ROCS alignments have a number of applications: 3D QSAR, SAR analysis, understanding of scaffold diversity and detection of common binding elements[6]. ROCS alignments to crystallographic conformations have also been useful in pose prediction in the absence of a protein structure [7].

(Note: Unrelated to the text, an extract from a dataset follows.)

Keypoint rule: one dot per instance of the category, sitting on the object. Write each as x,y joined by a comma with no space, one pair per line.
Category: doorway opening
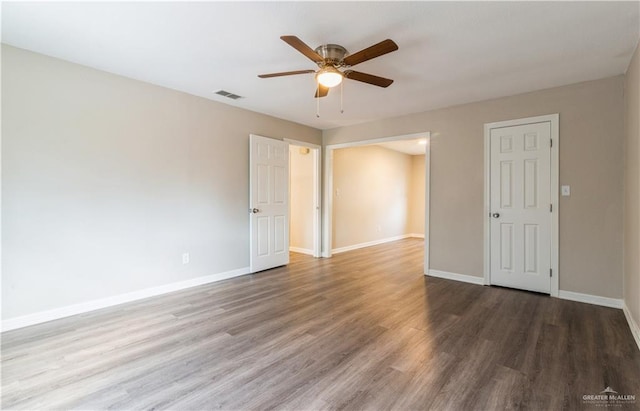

vROCS is the innovative graphical user interface that enables users to jump right into working with ROCS. vROCS also provides a powerful query editor enabling the advanced user to design complex queries. Recognizing the importance of query validation, vROCS includes a collection of statistical tools to evaluate the performance of different queries.

 

vROCS running ROCS in 3D mode, and a database molecule overlaid on a shape query.   vROCS running ROCS in 3D mode, and a database molecule overlaid on a shape query.  
vROCS running ROCS in 3D mode.   A database molecule overlaid on a shape query.  

 

Features

  • Returns overlays based on matching both 3D shape and chemistry
  • Processes 20 to 40 compounds a second on a single CPU
  • Overlays are intuitive and visually informative when viewed in standard visualizers (e.g. VIDA)
  • Chemistry matching based on user-definable chemical force-field
  • Query shape may be a molecule, a grid (e.g. electron density, active site, or arbitrary volume) or a composite of the two
  • Reports rigorous Tanimoto and Tversky measure between shapes
  • Intuitive graphical user interface with a query editor and statistical tools for query validation
  • Multiprocessor support via OpenMPI. Can be run across multiple machines with minimal configuration and no additional installation other than ROCS
  • Distributed processing via MPI for all supported platforms

References

  1. Comparison of Shape-Matching and Docking as Virtual Screening Tools Hawkins, P.C.D., Skillman, A.G., Nicholls, A., J. Med. Chem., 2007, 50, 74.
  2. Assessment of Scaffold Hopping Efficiency by Use of Molecular Interaction FingerprintsVenhorst, J., Nunez, S., Terpstra, J.W., Kruse, C.G., J. Med. Chem., 2008, 51, 3222.
  3. Multiple protein structures and multiple ligands: effects on the apparent goodness of virtual screening results Sheridan, R.P., McGaughey, G.B., Cornell, W.D., J. Comput. Aided Mol. Des., 2008, 22, 257.
  4. A Shape-Based 3-D Scaffold Hopping Method and Its Application to a Bacterial Protein−Protein Interaction Rush, T.S., Grant, J.A., Mosyak, L., Nicholls, A., J. Med. Chem., 2005, 48, 1489.
  5. A fast method of molecular shape comparison: A simple application of a Gaussian description of molecular shape Grant, J.A., Gallardo, M.A., Pickup, B., J. Comp. Chem., 1996, 17, 1653.
  6. Multitemplate Alignment Method for the Development of a Reliable 3D-QSAR Model for the Analysis of MMP3 Inhibitors Tuccinardi, T., Ortore, G., Amelia Santos, M., Marques, S. M., Nuti, E., Rosello, A., Martinelli, A. J. Chem., Inf. Model, 2007, 47, 2293.
  7. Lessons in Molecular Recognition. 2. Assessing and Improving Cross-Docking AccuracySutherland, J.J., Nandigam, R.K., Erickson, J.A., Vieth, M. J. Chem., Inf. Model, 2007, 49, 1715.